Symposia

This symposium explores recent advances in quantum mechanical approaches for understanding and predicting materials behavior at the electronic and atomic scales. Topics cover first-principles electronic structure approaches, advances in density functional theory, quantum many-body methods, and emerging quantum simulation techniques, together with related progress in multiscale modeling and quantum computing for materials research. A special honorary session will celebrate the scientific legacy of Jisoon Ihm and his pioneering contributions to computational materials physics.

This symposium will focus on how artificial intelligence is reshaping the discovery and design of materials across atomistic, microstructural, and process-informed representations. We welcome contributions on graph and foundation models for property prediction, generative and inverse design of compositions and structures, active learning and Bayesian optimization, and closed-loop strategies linking simulation, data, and experiment. Particular emphasis is placed on methods that connect first-principles calculations, multiscale modeling, and experimental data in a scientifically rigorous manner. Topics of interest include uncertainty quantification, interpretability, physics-informed learning, small-data and out-of-domain generalization, and AI for synthesis-aware or processing-aware materials design. Contributions should go beyond black-box prediction and demonstrate mechanistic relevance, quantitative validation, or experimentally actionable guidance. Applications may span structural, energy, electronic, catalytic, quantum, and soft materials. The symposium is intended for researchers developing the next generation of AI-enabled approaches for materials discovery, screening, optimization, and design within the broader MMM community.
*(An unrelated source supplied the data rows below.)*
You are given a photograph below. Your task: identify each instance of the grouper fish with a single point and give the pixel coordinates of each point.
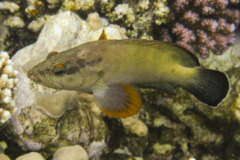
(111, 70)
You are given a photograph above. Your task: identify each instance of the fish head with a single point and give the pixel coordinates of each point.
(66, 71)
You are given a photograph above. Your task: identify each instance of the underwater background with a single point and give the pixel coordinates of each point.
(41, 123)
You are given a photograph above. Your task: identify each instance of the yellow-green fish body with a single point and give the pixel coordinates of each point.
(109, 68)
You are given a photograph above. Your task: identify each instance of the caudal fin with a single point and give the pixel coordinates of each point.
(209, 86)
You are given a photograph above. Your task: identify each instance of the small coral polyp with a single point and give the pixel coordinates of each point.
(8, 82)
(202, 25)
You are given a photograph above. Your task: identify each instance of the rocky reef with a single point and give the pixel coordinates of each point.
(49, 124)
(8, 82)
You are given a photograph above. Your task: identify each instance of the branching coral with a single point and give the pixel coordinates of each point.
(138, 18)
(8, 81)
(202, 25)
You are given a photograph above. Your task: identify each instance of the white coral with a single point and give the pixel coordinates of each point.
(8, 81)
(11, 6)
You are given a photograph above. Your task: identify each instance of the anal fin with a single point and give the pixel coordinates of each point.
(118, 101)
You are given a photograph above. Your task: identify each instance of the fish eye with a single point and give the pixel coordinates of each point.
(52, 54)
(59, 69)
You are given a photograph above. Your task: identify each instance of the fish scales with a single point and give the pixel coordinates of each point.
(111, 68)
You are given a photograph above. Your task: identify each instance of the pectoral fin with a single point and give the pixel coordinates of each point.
(118, 101)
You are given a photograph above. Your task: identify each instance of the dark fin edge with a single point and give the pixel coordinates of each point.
(209, 86)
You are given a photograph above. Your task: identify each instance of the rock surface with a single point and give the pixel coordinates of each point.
(31, 156)
(71, 153)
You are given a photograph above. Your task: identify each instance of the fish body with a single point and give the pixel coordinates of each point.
(111, 68)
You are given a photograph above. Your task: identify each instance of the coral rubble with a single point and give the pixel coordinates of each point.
(8, 83)
(202, 25)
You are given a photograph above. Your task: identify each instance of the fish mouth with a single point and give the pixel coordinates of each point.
(33, 77)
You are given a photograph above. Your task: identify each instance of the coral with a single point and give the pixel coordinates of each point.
(36, 25)
(138, 18)
(8, 82)
(4, 157)
(10, 6)
(202, 25)
(14, 22)
(135, 126)
(71, 153)
(78, 5)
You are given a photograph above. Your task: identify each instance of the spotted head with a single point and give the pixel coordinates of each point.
(65, 70)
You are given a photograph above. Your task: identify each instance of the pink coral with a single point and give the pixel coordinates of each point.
(202, 25)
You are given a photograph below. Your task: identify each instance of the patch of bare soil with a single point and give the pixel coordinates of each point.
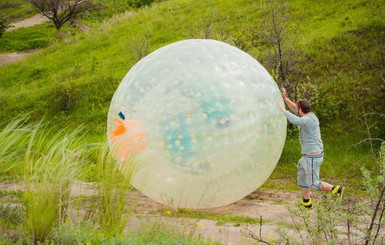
(10, 58)
(34, 20)
(271, 206)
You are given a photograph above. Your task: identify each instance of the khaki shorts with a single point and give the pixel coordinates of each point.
(308, 171)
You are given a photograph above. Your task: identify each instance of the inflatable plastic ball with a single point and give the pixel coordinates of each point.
(200, 119)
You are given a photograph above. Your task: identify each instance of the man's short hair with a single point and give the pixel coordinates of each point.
(304, 105)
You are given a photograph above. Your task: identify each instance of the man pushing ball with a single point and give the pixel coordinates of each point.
(312, 149)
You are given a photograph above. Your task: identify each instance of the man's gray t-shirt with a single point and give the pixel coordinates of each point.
(309, 132)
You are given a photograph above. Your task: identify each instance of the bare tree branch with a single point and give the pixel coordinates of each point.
(61, 11)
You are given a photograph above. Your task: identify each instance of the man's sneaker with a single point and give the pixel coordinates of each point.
(307, 204)
(338, 191)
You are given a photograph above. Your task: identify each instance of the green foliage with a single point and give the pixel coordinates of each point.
(51, 164)
(140, 3)
(13, 139)
(113, 192)
(3, 24)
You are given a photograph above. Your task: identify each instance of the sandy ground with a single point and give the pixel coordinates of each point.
(34, 20)
(10, 58)
(270, 205)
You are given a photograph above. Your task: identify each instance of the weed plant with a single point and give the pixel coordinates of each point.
(13, 140)
(348, 221)
(114, 205)
(52, 162)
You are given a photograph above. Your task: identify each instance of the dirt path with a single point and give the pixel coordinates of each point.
(270, 205)
(34, 20)
(10, 58)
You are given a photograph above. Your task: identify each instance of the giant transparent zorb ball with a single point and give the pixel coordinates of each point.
(200, 120)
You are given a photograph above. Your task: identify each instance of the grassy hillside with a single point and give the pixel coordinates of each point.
(340, 65)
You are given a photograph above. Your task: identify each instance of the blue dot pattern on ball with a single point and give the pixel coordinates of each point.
(199, 117)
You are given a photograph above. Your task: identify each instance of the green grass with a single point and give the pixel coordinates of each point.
(72, 81)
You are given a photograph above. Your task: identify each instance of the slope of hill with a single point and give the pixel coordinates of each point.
(340, 66)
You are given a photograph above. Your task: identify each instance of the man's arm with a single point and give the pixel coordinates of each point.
(291, 117)
(288, 102)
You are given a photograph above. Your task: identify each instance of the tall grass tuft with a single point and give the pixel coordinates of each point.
(13, 139)
(52, 161)
(114, 187)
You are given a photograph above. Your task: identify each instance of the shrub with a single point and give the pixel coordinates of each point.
(3, 24)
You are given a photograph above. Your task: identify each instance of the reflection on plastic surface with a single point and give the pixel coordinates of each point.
(201, 119)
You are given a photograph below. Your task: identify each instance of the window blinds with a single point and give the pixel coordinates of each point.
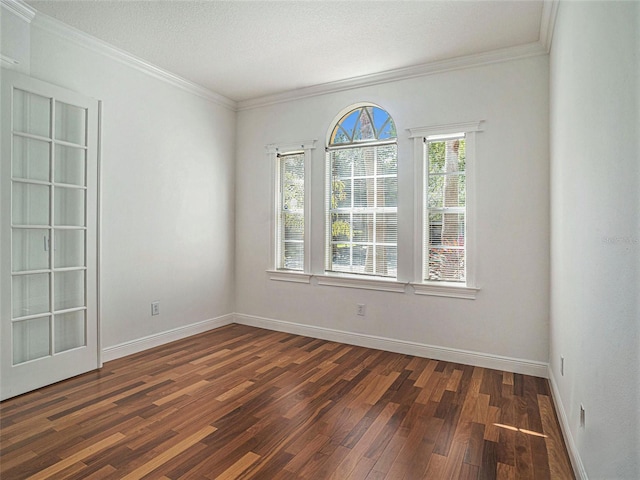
(290, 231)
(363, 210)
(445, 210)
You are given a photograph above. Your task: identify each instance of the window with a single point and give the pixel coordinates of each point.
(444, 175)
(362, 194)
(445, 197)
(291, 206)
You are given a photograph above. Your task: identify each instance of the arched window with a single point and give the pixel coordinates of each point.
(362, 201)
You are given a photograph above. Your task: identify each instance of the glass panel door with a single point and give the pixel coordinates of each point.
(49, 188)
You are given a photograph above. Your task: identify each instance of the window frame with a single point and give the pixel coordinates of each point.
(354, 279)
(274, 152)
(421, 136)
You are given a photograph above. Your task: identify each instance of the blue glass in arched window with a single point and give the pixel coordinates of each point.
(363, 124)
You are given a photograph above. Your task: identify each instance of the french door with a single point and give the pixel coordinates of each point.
(48, 201)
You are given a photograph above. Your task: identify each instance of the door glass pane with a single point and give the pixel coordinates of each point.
(71, 123)
(69, 290)
(69, 248)
(30, 159)
(30, 339)
(31, 113)
(30, 249)
(69, 331)
(69, 206)
(30, 294)
(70, 165)
(30, 204)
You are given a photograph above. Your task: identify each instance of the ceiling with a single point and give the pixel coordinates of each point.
(250, 49)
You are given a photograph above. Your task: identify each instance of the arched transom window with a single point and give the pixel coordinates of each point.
(362, 203)
(363, 124)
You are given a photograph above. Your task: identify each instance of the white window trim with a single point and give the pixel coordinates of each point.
(469, 289)
(273, 150)
(336, 279)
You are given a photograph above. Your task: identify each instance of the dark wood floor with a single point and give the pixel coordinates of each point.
(241, 402)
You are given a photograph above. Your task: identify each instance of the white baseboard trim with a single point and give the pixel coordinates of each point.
(574, 456)
(157, 339)
(516, 365)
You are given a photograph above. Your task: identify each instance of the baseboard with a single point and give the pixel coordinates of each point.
(155, 340)
(574, 456)
(526, 367)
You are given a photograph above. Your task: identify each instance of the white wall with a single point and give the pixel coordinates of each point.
(14, 39)
(595, 248)
(510, 315)
(168, 183)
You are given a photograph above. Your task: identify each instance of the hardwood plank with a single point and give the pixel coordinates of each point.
(242, 402)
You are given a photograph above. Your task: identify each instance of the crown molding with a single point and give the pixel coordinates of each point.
(78, 37)
(485, 58)
(19, 8)
(548, 22)
(9, 62)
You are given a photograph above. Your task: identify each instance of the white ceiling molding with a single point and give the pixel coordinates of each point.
(547, 23)
(78, 37)
(19, 8)
(8, 61)
(485, 58)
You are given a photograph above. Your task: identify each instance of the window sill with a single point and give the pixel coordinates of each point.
(289, 276)
(355, 281)
(440, 289)
(452, 290)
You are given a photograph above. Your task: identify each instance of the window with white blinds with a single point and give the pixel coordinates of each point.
(444, 255)
(290, 207)
(362, 201)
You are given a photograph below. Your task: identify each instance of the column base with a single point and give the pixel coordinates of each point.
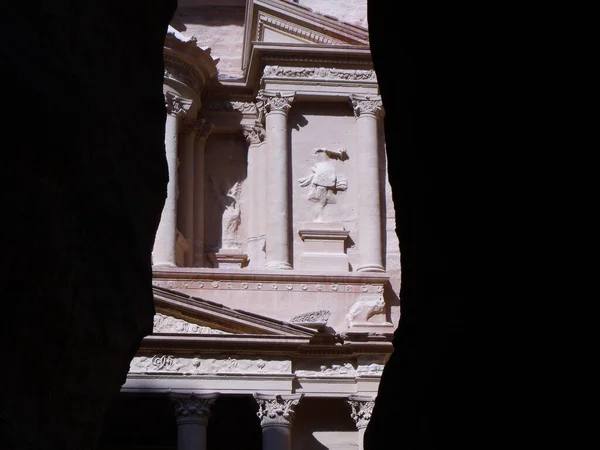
(164, 264)
(370, 268)
(278, 265)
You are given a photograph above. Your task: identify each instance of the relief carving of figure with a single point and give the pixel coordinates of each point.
(229, 203)
(324, 181)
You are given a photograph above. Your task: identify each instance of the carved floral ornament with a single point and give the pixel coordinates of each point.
(277, 410)
(274, 101)
(367, 105)
(320, 73)
(176, 105)
(254, 135)
(361, 411)
(312, 317)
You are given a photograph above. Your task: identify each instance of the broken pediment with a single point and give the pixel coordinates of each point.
(179, 313)
(284, 22)
(287, 22)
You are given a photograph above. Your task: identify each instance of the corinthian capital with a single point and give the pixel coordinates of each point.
(277, 410)
(267, 101)
(362, 408)
(193, 407)
(254, 134)
(365, 104)
(176, 105)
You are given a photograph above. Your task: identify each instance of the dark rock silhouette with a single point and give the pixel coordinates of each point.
(83, 183)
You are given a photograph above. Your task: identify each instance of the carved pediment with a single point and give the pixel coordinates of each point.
(284, 22)
(181, 314)
(287, 22)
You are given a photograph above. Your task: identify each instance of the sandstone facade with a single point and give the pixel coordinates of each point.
(276, 264)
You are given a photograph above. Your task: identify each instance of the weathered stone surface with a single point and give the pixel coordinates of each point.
(83, 187)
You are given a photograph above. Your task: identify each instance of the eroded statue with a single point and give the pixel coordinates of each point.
(324, 181)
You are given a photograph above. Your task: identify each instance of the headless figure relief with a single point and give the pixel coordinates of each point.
(229, 202)
(324, 182)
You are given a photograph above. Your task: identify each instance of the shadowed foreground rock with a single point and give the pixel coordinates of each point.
(84, 184)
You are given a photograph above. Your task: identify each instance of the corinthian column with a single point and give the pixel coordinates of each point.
(367, 112)
(255, 137)
(276, 414)
(192, 412)
(163, 253)
(275, 106)
(185, 202)
(203, 130)
(362, 408)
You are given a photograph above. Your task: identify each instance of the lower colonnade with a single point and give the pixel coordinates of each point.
(276, 413)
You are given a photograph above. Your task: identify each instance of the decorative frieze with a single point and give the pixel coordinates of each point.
(362, 409)
(197, 366)
(367, 105)
(278, 410)
(319, 73)
(248, 285)
(290, 28)
(230, 106)
(273, 101)
(168, 324)
(312, 317)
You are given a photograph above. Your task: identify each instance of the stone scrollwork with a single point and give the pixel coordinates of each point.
(312, 317)
(320, 73)
(176, 105)
(273, 101)
(168, 324)
(254, 135)
(196, 366)
(367, 105)
(361, 411)
(278, 410)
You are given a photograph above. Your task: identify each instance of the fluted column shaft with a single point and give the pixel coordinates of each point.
(203, 130)
(367, 114)
(192, 413)
(276, 414)
(254, 137)
(361, 410)
(163, 253)
(276, 106)
(185, 203)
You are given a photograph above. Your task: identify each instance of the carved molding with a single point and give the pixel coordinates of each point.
(231, 106)
(292, 29)
(312, 317)
(270, 285)
(361, 411)
(367, 105)
(193, 407)
(268, 102)
(278, 410)
(176, 105)
(319, 73)
(197, 366)
(168, 324)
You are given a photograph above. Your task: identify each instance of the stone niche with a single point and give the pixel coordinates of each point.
(224, 198)
(324, 186)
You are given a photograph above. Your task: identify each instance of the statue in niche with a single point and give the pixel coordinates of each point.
(231, 219)
(324, 181)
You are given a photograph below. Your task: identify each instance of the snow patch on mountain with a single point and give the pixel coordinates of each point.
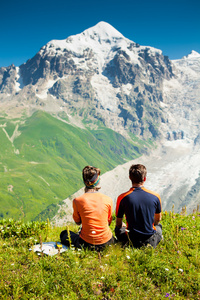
(19, 81)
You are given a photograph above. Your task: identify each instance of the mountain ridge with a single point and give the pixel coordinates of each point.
(100, 79)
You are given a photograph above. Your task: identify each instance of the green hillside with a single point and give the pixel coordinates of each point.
(41, 164)
(171, 271)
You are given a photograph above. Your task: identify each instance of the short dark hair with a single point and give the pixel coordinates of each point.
(88, 172)
(137, 173)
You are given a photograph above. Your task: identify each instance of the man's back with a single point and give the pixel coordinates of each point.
(139, 206)
(94, 210)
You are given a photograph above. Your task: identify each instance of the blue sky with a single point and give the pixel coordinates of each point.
(26, 25)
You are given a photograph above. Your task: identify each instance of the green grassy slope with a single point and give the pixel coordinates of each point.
(43, 164)
(171, 271)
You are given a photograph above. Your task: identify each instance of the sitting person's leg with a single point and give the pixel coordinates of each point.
(74, 238)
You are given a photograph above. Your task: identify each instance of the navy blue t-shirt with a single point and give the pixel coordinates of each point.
(139, 206)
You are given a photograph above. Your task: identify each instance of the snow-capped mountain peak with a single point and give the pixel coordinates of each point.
(193, 54)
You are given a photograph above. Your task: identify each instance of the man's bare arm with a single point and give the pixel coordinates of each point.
(119, 222)
(157, 218)
(78, 223)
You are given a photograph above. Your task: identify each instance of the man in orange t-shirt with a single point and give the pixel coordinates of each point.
(92, 210)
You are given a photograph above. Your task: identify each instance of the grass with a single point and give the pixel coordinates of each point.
(172, 270)
(43, 164)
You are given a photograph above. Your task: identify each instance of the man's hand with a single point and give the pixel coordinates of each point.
(157, 218)
(119, 222)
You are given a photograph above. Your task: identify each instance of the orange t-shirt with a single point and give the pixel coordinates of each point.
(94, 211)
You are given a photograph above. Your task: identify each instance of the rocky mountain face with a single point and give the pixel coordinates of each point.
(100, 77)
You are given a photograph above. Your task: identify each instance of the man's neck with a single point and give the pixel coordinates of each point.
(134, 185)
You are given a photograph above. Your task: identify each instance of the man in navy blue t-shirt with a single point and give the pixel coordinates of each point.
(142, 209)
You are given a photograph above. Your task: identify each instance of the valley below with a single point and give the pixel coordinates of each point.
(173, 170)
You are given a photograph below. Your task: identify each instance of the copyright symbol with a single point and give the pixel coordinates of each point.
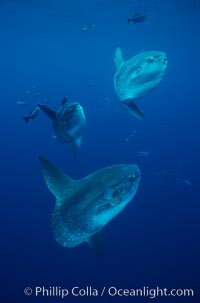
(28, 291)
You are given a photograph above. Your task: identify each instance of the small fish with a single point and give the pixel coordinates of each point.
(137, 18)
(32, 114)
(86, 28)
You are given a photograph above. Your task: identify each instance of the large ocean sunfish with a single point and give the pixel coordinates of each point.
(83, 207)
(68, 122)
(138, 76)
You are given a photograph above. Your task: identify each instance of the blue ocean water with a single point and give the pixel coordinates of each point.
(155, 240)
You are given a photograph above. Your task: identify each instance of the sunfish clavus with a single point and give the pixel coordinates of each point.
(83, 207)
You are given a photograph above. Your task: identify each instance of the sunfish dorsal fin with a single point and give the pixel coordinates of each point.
(57, 182)
(119, 60)
(49, 112)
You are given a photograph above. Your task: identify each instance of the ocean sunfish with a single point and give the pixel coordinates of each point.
(68, 122)
(83, 207)
(138, 76)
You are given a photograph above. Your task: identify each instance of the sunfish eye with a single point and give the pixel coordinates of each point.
(150, 60)
(131, 178)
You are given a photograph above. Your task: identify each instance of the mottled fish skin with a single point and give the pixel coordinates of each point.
(69, 123)
(138, 76)
(83, 207)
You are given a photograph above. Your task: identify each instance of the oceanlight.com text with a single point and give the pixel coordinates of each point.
(111, 291)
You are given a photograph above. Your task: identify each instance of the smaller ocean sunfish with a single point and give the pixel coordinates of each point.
(68, 122)
(138, 76)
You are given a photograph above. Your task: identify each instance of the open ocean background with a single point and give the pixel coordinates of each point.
(155, 241)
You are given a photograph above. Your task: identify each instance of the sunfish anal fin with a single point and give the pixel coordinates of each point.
(134, 109)
(57, 182)
(49, 112)
(96, 243)
(119, 60)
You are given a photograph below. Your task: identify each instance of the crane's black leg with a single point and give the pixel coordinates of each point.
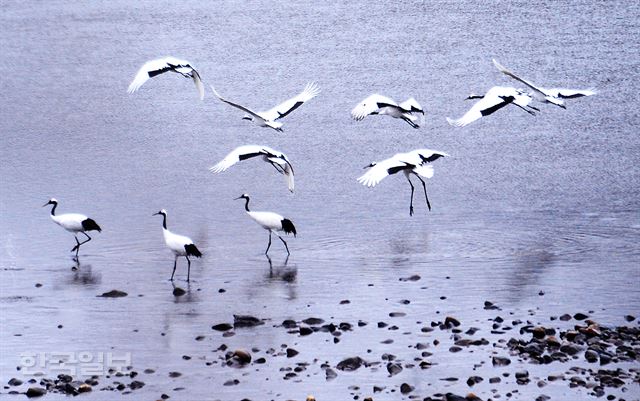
(277, 167)
(285, 245)
(77, 247)
(175, 263)
(424, 186)
(411, 123)
(188, 268)
(411, 203)
(268, 246)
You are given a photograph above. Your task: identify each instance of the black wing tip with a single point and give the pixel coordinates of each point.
(192, 250)
(91, 225)
(288, 227)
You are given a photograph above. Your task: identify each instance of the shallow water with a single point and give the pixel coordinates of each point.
(525, 204)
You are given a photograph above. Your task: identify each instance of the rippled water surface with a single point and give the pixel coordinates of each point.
(525, 205)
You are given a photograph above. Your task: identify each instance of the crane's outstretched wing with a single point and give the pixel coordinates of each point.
(381, 170)
(159, 66)
(489, 104)
(371, 105)
(283, 109)
(237, 106)
(564, 93)
(517, 78)
(411, 105)
(238, 154)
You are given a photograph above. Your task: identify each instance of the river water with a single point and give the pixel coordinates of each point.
(537, 214)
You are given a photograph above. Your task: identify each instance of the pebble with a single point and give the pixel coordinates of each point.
(113, 294)
(33, 392)
(222, 327)
(500, 361)
(394, 368)
(246, 321)
(178, 292)
(405, 388)
(350, 364)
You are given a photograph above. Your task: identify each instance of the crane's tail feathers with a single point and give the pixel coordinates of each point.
(290, 180)
(311, 90)
(192, 250)
(424, 171)
(91, 225)
(288, 227)
(455, 123)
(218, 168)
(198, 82)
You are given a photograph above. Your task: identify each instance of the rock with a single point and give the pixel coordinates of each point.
(350, 364)
(580, 316)
(394, 368)
(84, 388)
(591, 356)
(178, 292)
(488, 305)
(605, 358)
(406, 388)
(522, 376)
(305, 330)
(33, 392)
(500, 361)
(570, 349)
(241, 356)
(113, 294)
(539, 332)
(222, 327)
(330, 374)
(450, 321)
(289, 324)
(473, 380)
(246, 321)
(136, 384)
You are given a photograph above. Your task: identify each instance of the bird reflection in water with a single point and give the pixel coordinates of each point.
(283, 273)
(83, 274)
(182, 295)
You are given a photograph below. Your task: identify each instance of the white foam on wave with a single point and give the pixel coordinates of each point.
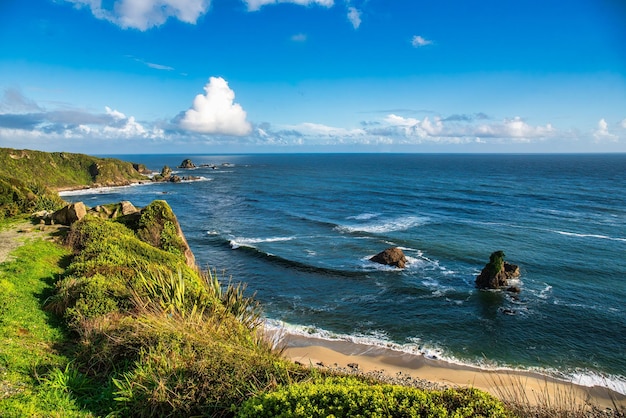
(596, 236)
(251, 242)
(379, 339)
(113, 189)
(101, 190)
(391, 225)
(364, 216)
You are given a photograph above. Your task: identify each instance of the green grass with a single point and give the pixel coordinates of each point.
(62, 169)
(129, 329)
(34, 343)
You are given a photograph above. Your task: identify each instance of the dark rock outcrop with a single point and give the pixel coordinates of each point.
(187, 163)
(392, 256)
(497, 273)
(114, 210)
(158, 226)
(69, 214)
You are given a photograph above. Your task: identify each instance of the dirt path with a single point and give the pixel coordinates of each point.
(11, 238)
(15, 235)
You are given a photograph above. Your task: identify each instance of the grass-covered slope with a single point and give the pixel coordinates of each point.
(113, 326)
(29, 180)
(62, 170)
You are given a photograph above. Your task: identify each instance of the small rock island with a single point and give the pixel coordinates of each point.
(392, 256)
(497, 274)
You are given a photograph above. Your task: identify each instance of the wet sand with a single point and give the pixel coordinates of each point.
(417, 370)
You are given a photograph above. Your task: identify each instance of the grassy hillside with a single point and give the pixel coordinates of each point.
(110, 325)
(29, 180)
(62, 170)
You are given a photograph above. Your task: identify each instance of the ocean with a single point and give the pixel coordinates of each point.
(299, 229)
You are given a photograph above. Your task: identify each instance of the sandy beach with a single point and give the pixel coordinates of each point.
(404, 368)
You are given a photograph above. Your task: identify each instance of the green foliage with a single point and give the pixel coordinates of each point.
(349, 397)
(247, 310)
(66, 170)
(112, 263)
(28, 335)
(157, 227)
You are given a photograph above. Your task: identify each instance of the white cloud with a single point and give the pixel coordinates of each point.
(254, 5)
(215, 112)
(299, 37)
(418, 41)
(114, 113)
(603, 134)
(354, 16)
(13, 101)
(514, 128)
(438, 130)
(145, 14)
(159, 66)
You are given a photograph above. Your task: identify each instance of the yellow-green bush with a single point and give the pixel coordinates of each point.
(349, 397)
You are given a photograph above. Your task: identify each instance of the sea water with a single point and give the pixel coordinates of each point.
(300, 229)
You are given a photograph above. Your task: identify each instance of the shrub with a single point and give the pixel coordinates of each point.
(157, 227)
(349, 397)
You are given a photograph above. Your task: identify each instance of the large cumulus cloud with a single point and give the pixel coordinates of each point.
(216, 112)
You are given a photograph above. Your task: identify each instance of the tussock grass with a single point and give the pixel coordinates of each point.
(140, 333)
(550, 401)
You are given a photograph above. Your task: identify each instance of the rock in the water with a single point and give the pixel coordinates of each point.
(187, 163)
(497, 273)
(392, 256)
(69, 214)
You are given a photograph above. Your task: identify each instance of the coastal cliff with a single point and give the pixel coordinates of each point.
(63, 170)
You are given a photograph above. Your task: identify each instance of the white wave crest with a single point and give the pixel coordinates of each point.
(384, 226)
(364, 216)
(596, 236)
(251, 242)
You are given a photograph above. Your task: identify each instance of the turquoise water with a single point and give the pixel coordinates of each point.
(299, 229)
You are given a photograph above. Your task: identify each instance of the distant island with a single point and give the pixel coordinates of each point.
(113, 317)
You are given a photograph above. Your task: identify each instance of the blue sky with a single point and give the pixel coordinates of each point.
(223, 76)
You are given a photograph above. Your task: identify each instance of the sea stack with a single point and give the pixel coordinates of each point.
(497, 273)
(392, 256)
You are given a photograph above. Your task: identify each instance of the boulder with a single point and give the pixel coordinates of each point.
(187, 163)
(127, 208)
(69, 214)
(497, 273)
(392, 256)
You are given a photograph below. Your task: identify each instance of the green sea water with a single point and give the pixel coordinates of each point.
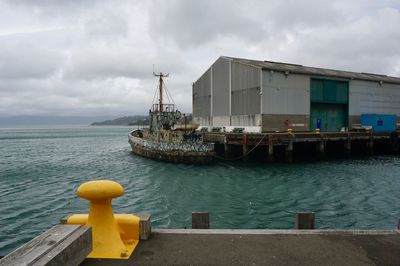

Understanding the underlying mechanisms of additive manufacturing (AM) through computational materials engineering necessitates to materials design and process optimisation. Prediction of microstructure variation using microstructure modelling induced by the localised liquid/solid reaction can facilitate process design for heat source-materials interaction process. Better understand of property scatter induced by relevant microstructures can be used as a science-based tool for part scale simulation. The multiscale metallurgy-based simulations lead to development of data-driven modelling to unlock the materials–process–structure–property relationships. Key topics and methods

• Compositional design using atomistic simulations to understand materials property for AM;
• Modelling of AM processes, including, but not limited to, powder-bed fusion AM, directed energy deposition, materials extrusion, binder jetting using computational fluid dynamics and also powder dynamics methods or similar;
• AM-induced microstructure simulation using phase-field, cellular automata finite element calculation and/or statistical approaches coupled with metallurgical thermodynamics calculation;
• Multi-scale micro-/macroscopic computational mechanics using dislocation dynamics and/or crystal plasticity models;
• Reduced-order or data-driven modelling framework development for accelerating the close loop control and digital twin for AM processes;
• Machine learning and artificial intelligence approach to unlock the MPSP relations and design for new materials for AM.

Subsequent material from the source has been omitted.